The reality of being a landlord can come as a huge shock to those who haven’t done their research beforehand. So if you’re considering starting a career as a landlord, here are some harsh realities you should know before taking the plunge.
You will need to be available 24/7
When you become a landlord, you’ll be expected to be available to your tenants 24 hours a day, seven days a week. It’s not the 9 to 5 job that many people consider it to be. While some days will undoubtedly be quiet and uneventful, others will require you to work long hours.
Your tenants might experience a burglary or water leak, which you will need to help them handle. A quick visit to the property to collect the rent can also turn into an all day affair. So before becoming a landlord, it’s important to realize that you could be called upon at any time, no matter where you are.

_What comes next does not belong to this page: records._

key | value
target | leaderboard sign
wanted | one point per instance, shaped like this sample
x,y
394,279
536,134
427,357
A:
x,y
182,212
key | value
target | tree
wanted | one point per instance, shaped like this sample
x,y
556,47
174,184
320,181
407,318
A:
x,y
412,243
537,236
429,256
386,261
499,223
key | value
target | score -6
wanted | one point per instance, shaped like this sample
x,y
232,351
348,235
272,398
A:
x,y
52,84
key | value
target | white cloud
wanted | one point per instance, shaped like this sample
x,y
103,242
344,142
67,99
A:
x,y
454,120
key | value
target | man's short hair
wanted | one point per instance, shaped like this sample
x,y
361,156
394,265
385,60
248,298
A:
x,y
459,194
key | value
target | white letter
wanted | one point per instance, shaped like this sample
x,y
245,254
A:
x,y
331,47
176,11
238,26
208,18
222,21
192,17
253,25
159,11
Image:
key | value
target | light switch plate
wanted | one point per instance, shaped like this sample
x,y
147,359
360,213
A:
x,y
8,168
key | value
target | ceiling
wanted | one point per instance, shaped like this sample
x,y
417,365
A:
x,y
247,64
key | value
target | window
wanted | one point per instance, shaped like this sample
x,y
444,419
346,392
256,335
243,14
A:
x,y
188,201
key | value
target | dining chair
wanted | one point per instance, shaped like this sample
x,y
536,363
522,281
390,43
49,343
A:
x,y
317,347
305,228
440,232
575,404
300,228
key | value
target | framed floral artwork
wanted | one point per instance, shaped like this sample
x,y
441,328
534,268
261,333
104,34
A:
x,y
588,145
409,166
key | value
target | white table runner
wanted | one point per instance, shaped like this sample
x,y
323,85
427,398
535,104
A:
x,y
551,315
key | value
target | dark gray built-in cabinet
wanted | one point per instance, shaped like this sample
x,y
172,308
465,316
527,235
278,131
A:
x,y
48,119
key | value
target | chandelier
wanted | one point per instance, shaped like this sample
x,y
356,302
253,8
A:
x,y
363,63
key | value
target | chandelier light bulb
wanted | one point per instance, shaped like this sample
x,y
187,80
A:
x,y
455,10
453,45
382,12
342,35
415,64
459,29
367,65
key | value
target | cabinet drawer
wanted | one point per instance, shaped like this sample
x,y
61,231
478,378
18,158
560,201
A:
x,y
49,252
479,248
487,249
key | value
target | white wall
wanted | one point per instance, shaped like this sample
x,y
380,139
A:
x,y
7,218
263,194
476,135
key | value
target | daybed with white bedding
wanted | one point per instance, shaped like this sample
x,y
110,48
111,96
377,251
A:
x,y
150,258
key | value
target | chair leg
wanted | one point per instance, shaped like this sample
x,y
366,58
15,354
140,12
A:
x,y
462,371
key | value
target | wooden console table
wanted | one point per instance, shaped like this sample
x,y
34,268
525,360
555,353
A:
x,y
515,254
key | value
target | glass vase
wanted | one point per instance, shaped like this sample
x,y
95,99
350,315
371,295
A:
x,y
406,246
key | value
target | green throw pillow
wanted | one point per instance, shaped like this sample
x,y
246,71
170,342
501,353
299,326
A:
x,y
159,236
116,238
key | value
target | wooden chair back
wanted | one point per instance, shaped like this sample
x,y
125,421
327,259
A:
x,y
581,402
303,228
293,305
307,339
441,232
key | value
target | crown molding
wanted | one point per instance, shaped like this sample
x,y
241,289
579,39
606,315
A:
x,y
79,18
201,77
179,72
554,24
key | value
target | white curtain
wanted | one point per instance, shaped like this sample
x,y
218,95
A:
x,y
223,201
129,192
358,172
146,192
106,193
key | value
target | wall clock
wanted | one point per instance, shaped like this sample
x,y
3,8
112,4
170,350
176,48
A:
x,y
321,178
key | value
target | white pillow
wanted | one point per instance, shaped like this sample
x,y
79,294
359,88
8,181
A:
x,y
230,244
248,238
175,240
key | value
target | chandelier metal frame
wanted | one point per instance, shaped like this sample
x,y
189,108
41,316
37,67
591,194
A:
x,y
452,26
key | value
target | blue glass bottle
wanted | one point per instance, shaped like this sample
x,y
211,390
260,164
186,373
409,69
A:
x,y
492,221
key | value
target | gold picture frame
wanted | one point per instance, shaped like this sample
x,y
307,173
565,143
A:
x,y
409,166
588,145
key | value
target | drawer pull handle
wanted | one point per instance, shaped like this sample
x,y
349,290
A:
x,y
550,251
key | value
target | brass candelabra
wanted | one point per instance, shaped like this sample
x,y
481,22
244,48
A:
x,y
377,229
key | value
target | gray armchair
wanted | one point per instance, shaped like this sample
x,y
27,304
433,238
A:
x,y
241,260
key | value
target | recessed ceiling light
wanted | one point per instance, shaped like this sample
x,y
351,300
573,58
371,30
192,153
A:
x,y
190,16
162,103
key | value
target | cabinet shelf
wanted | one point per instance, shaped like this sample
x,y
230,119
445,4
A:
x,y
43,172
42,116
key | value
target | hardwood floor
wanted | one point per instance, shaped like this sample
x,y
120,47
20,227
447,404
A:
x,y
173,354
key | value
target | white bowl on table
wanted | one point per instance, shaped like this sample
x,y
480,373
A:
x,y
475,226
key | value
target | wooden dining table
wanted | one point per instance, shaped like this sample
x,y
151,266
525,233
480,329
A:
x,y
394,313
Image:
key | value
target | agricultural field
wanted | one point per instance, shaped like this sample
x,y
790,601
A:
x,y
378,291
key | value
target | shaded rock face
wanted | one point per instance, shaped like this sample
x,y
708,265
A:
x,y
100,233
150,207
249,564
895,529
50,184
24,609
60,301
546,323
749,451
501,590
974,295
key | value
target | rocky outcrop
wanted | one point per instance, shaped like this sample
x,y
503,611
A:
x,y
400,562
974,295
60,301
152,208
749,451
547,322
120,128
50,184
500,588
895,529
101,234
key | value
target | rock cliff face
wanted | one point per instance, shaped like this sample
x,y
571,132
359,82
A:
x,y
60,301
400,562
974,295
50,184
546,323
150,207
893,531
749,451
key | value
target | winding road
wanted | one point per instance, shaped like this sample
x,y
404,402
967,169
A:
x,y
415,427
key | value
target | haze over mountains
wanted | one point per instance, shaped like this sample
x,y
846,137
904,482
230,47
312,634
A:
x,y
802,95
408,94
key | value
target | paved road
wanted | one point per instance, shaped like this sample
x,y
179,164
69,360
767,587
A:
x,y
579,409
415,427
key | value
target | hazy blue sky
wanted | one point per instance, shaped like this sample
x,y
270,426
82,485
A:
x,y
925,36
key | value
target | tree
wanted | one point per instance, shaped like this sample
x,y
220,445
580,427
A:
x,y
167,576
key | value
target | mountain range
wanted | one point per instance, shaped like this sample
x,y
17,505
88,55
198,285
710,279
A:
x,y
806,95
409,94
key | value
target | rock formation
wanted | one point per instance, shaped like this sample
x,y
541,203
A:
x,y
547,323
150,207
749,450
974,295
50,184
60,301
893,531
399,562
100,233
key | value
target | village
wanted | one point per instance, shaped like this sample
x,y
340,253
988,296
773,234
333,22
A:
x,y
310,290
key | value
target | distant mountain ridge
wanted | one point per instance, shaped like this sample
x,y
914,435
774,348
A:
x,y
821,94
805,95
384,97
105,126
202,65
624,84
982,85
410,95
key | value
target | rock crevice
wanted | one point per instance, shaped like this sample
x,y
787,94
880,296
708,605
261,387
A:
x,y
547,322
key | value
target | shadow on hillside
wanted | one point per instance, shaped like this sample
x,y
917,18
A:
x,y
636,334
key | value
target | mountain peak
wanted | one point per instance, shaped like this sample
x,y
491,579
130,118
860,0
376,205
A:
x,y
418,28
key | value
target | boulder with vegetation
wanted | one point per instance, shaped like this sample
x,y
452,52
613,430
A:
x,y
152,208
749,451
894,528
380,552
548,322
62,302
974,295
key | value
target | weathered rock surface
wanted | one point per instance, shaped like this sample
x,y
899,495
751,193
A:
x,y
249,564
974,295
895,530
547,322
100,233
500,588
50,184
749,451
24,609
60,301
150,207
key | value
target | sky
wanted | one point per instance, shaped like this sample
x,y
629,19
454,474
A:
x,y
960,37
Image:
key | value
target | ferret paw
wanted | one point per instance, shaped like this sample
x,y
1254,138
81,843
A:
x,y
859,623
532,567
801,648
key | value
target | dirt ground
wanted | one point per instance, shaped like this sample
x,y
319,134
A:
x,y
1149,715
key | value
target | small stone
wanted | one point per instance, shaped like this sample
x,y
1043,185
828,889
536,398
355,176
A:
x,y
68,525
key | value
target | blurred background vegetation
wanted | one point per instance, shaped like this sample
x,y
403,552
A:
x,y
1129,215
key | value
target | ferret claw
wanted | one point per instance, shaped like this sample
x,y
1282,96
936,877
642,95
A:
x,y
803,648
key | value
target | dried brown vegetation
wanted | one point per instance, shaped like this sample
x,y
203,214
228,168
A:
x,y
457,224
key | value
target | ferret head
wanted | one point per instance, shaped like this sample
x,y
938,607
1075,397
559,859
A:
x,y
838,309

You need to follow legalities
There is more to becoming a landlord than investing in a house or apartment and renting them out. You are required to follow a number of rules and legalities to protect you and your tenants.
These vary from how to deal with deposits to how to legally evict tenants. These rules also ensure that your property is safe for prospective tenants to live in. These legalities should be something that you research extensively before you begin.
Overlooking them could result in expensive fines, loss of your property and even a jail sentence. So look online and in landlord publications to find out exactly what rules you need to abide by.
It’s hard work
One of the biggest misconceptions about being a landlord is that it’s one of the easiest jobs in the world. But in fact, it requires a lot of hard work and effort. You’ll need to find potential tenants and show them around your apartments or houses. You’ll be required to spend time furnishing, decorating and improving your properties. Dealing with tenants can also be challenging and stressful at times.
Being a landlord is a learning curve where you will learn something new every day. You’ll have to adapt to different roles from rent collector to DIY expert. Even though it is hard work, it makes the money you earn that much more rewarding and satisfying.
If these points about being a landlord don’t phase you, then this might be the career for you after all. For further guidance and advice, talk to other more experienced landlords about the process of getting started. Their insight will be invaluable and could help you start your new career in the best way possible.